In antwoord op de vraag van het Kamerlid Eijsink (PvdA) informeer ik u over de stand van zaken ten aanzien van risicoanalyses. Het arbeidsom- standighedenbeleid maken een belangrijk deel uit van het personeelsbeleid van Defensie. De defensieonderdelen hebben daar via het realiseren van de beleidsvoornemens uit het Arbobeleidskader een belangrijke bijdrage aan geleverd. Dit heeft onder meer geresulteerd in het periodiek opstellen van risico-inventarisaties en risico-evaluaties in de gehele defensieorganisatie. Deze worden door gecertificeerde arbodiensten getoetst.

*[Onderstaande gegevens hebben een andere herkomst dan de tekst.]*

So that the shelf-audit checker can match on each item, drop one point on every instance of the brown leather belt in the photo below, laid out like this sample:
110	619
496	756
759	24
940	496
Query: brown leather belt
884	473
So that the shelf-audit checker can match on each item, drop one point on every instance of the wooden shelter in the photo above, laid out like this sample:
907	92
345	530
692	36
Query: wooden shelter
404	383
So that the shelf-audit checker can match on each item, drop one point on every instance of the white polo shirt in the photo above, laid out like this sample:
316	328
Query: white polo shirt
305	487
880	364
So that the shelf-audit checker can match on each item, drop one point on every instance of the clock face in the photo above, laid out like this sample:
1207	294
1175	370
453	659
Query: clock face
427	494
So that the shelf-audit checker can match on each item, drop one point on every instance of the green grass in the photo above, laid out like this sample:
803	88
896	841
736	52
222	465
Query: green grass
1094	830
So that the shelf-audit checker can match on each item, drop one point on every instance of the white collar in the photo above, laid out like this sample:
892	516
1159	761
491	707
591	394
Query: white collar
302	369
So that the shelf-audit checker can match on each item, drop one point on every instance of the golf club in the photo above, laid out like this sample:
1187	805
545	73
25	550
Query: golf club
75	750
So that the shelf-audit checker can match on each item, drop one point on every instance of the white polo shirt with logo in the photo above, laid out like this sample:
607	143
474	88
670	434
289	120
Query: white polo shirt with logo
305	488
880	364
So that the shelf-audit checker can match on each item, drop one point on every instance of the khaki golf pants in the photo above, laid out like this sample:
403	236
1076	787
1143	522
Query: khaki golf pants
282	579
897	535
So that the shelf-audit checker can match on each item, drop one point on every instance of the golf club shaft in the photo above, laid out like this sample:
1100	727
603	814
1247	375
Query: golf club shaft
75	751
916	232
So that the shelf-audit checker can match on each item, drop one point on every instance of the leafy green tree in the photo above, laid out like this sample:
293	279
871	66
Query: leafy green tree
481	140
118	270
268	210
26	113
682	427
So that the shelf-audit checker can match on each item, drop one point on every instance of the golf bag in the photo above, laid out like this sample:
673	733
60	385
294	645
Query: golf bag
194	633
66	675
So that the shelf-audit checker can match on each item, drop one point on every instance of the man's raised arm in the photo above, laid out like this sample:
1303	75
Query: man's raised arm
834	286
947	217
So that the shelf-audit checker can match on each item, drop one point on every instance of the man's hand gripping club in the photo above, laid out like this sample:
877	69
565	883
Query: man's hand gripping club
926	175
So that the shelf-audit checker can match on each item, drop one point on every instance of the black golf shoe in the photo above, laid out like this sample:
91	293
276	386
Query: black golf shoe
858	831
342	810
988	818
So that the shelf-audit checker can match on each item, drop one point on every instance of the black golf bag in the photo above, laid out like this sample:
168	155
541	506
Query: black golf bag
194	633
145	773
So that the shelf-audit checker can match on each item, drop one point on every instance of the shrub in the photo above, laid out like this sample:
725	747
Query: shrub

Toch is er nog steeds ruimte voor verbeteringen. Deze verbeteringen krijgen vorm door de implementatie van een defensiebreed certificeerbaar arbomanagementsysteem, waarover de Kamer op 13 juli 2004 schriftelijk is geïnformeerd (brief met ons kenmerk P/2004005742), en evenzeer door de ontwikkeling van procesgerichte risicoanalyses. Een concreet voorbeeld is de zogenoemde «risicoanalyse operationeel optreden (RAO)» die momenteel in ontwikkeling is. Specifiek voor het duiken is een separate RI&E/RAO ontwikkeld, die ter toetsing voorligt bij de Arbodienst. De daarin verwerkte systematiek van risicobeheersing wordt al bij beide duikscholen van Defensie toegepast.

De herinrichting van de defensieorganisatie en de daaraan gerelateerde herbelegging van taken en verantwoordelijkheden noodzaken tot de actualisering van het vigerende arbobeleidskader. Dit geactualiseerde kader is bijna afgerond en maakt integraal deel uit van het arbomanagementsysteem.

Wellicht ten overvloede merk ik ten aanzien van het duikongeval in Den Oever op dat het Openbaar Ministerie concludeerde dat er geen causaal verband is geconstateerd tussen het overtreden van het dienstvoorschrift en het overlijden van het slachtoffer.

Afsluitend

Ik ga er vanuit dat de Kamer in antwoord op de na afloop van het Algemeen Overleg van 8 juni jl. nog openstaande vragen met deze brief afdoende is geïnformeerd.